Initial findings of our mangrove questionnaire

During this expedition we have conducted mangrove questionnaires with members of the Mkwiro community. We asked a range of people, male, female, old, young, fishermen, weavers and askaris to tell us what they know about the Mkwiro mangroves. The questionnaire was designed to gain information about the use, economic benefit and also their opinions about the importance of mangroves.

We found that everybody we surveyed in the village uses the mangroves, and people collect mainly construction and fuel materials as and when they need them, which can mean daily in some cases, or once a year in others. Mangroves are also used for fishing equipment, poles, boat building, fences and we discovered that people use the mud for their houses.

Some girls head down to the mangroves daily to collect fuel wood

The yellow mangrove (mkandaa) was the most popular choice of tree species, because of the quality of the wood needed for construction, red mangrove (mkaka) was also used a lot. The most consistent piece of data collected about economic benefit was that to build a roof for a banda, you need 20 poles which cost 300ksh and an individual pole needed for boats was 20ksh. Fuel could also bring in an income of between 50-250ksh, with charcoal being more expensive than wood. Boats made from mangrove wood can reach up to a cost of 10,000ksh.

Most people agree that mangrove coverage has declined over the last 10 years, that there used to be approximately 50% more coverage than now. In the past mangroves were more heavily relied upon for materials. People are now using them less as a resource for construction, partly because more houses are being built from coral stone blocks and also, the ‘good’/straight pieces of wood are becoming less abundant (e.g. poles for roofing).

The importance of the mangrove resources and the fish populations they support is well known

The community are fully aware of the village’s need for the mangroves, and some even commented that without them they would fall on difficult times as the cost for resources increased significantly. Their knowledge on environmental significance was slightly more limited, although some knew that they are an important habitat for fish and that they also prevent soil erosion.

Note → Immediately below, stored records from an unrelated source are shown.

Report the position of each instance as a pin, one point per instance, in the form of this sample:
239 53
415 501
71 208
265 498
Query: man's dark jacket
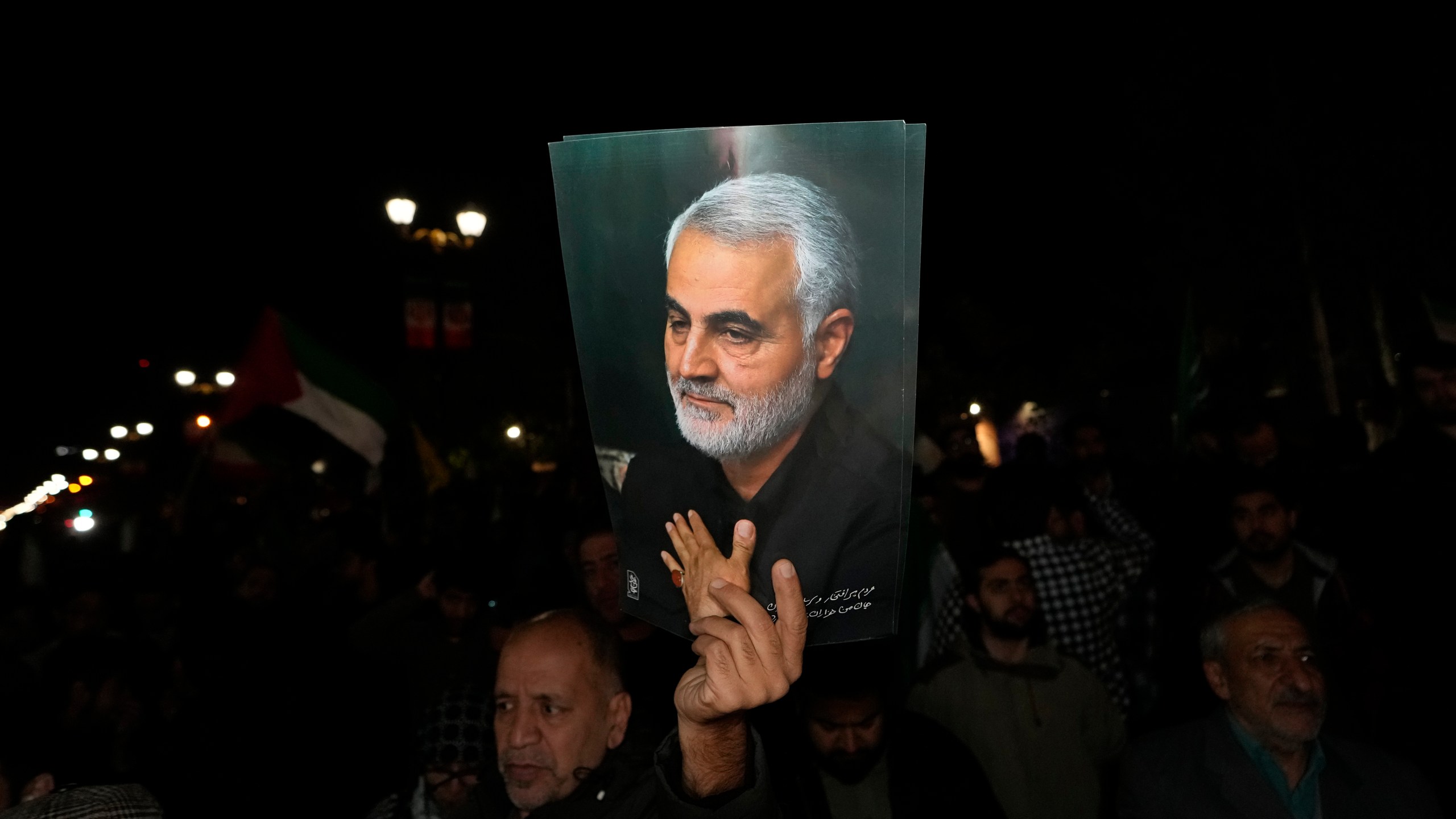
931 774
1200 771
618 789
833 507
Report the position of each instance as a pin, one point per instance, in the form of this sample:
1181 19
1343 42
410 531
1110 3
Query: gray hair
1213 640
766 208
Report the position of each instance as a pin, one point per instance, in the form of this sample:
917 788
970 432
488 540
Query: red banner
420 324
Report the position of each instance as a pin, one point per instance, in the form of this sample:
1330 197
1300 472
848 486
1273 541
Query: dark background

Overall, the questionnaire has so far given us an interesting insight into the relationship between the community and their mangroves; further reaching questionnaires are planned for the next few weeks and may shed more light or bring forward new ideas. This will continue to help us to organise follow up workshops, including developing educational workshops and constructing a sustainable management plan, including replanting schemes, so that the community will have a resource for future generations.